Governance & Compliance Analyst
Bozeman, Montana • Full Time
Posted on Thu, Jul 16, 2026
Governance & Compliance Analyst
Location: Bozeman, MT, 59718
Position is based on-site in-person.
Job Description:
The Governance & Compliance Analyst is responsible for advancing the organization's security assurance, compliance, privacy, and resilience programs, with particular emphasis on business continuity and disaster recovery readiness and regulatory compliance support. This role coordinates continuity planning, business impact assessments, remediation tracking, audit readiness, customer security questionnaires, privacy and compliance evidence collection, policy and procedure support, and employee training. Working closely with security, technology, legal, sales, privacy, and business teams, the analyst helps ensure the organization meets contractual and regulatory obligations, demonstrates security maturity, protects sensitive information, and sustains critical operations during business interruptions.The Information Security team focuses on the compliance of Zoot’s Information Security Program, which includes creating, enforcing, auditing, and promoting company policies, procedures, standards, audit framework and guidelines. For over 30 years, Zoot Enterprises has been a global provider of advanced origination, acquisition, and decision management solutions. Our customer-centric tools and services enable Zoot's clients to add value and differentiation, while providing nimble, scalable solutions for specific business objectives. Zoot provides a cloud based, secure processing environment. We offer tailored data driven decisioning technology solutions that empower our clients to streamline processes, increase flexibility and efficiency, accelerate growth, while accessing hundreds of cutting-edge data sources to help reduce risk. Essential Job Functions: General
- Partner with security, technology, legal, sales, privacy, and business teams to ensure security, compliance, privacy, and resilience requirements are understood and supported.

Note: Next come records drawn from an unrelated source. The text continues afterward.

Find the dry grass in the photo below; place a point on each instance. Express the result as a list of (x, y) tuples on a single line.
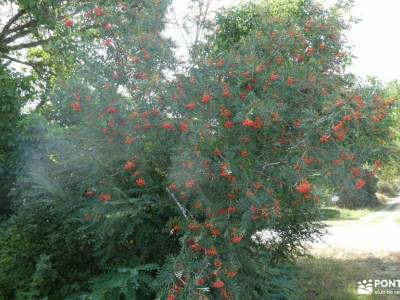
[(334, 275)]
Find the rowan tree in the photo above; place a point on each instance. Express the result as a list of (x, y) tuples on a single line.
[(200, 186)]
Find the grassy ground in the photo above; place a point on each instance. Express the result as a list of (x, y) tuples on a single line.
[(336, 214), (343, 214), (333, 278)]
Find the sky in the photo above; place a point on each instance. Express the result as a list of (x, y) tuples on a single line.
[(375, 39)]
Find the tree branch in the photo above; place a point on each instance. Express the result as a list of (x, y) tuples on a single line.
[(23, 26), (10, 22), (20, 61), (183, 210), (17, 36), (28, 45)]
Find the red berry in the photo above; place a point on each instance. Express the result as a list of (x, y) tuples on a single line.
[(218, 284), (140, 182), (236, 239), (68, 23)]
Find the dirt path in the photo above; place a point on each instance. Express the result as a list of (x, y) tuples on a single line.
[(376, 233)]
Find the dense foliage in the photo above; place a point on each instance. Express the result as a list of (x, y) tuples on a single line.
[(202, 185)]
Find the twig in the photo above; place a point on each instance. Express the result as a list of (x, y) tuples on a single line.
[(29, 45), (10, 22), (183, 210)]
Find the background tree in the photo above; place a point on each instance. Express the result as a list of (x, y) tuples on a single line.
[(202, 186)]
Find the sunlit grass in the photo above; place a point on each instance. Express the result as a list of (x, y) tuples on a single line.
[(337, 214), (336, 279)]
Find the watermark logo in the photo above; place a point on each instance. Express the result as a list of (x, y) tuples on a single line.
[(378, 287), (365, 287)]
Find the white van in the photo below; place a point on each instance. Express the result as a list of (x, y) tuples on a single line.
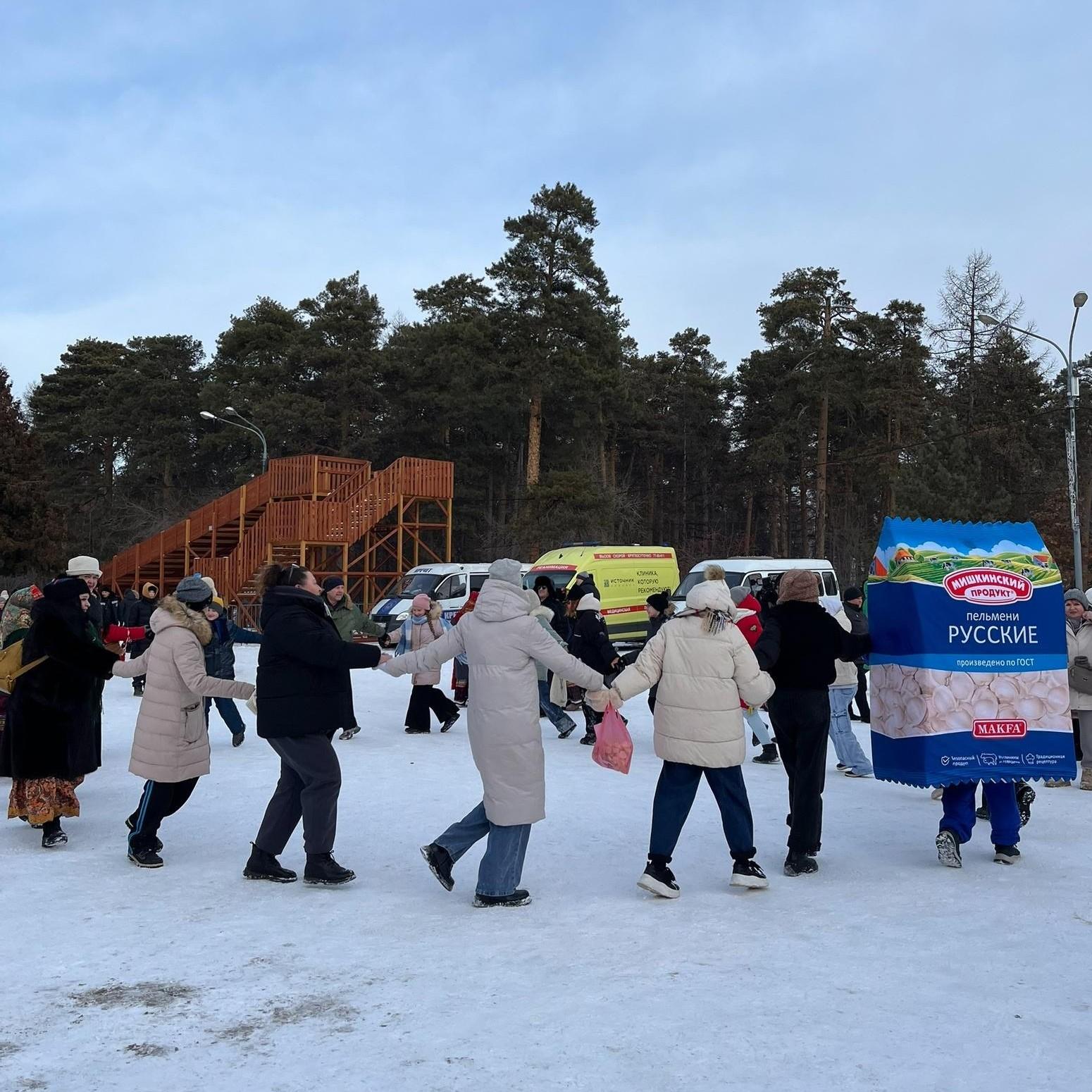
[(752, 570), (449, 583)]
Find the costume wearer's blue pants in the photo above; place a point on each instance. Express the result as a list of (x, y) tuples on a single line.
[(1004, 814)]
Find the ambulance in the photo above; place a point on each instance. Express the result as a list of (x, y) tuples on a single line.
[(626, 577), (450, 585)]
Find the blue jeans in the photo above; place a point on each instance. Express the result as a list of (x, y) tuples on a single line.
[(558, 716), (755, 722), (675, 792), (1004, 814), (849, 750), (228, 711), (502, 863)]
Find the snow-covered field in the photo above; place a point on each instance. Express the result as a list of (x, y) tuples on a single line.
[(883, 971)]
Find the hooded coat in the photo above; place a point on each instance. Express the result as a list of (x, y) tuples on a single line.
[(502, 643), (702, 677), (53, 714), (304, 687), (172, 738)]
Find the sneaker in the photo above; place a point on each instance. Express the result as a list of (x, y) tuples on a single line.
[(518, 898), (53, 836), (659, 879), (145, 857), (748, 874), (948, 850), (800, 864), (441, 864), (264, 866), (130, 825), (323, 871), (1026, 796)]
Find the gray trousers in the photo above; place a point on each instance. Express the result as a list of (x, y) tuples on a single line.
[(310, 781)]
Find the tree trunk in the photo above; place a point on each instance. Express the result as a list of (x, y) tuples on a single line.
[(534, 438)]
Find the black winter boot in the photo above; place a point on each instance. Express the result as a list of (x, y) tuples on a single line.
[(441, 864), (264, 866), (321, 869)]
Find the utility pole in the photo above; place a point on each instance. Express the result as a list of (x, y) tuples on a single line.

- Communicate with internal stakeholders, clients, prospects, and third parties regarding security, compliance, privacy, and resilience requests and expectations.
- Prepare metrics, reports, and status updates related to program readiness, compliance progress, training completion, remediation efforts, and customer support activities
- Contribute to the continuous improvement of the organization's security assurance, compliance, privacy, and resilience capabilities.
- Maintain working knowledge of Zoot solutions, internal policies, and business practices.
- Compliance with and knowledge of Zoot’s Policies and Procedures, Code of Business Conduct, and Employee Agreement.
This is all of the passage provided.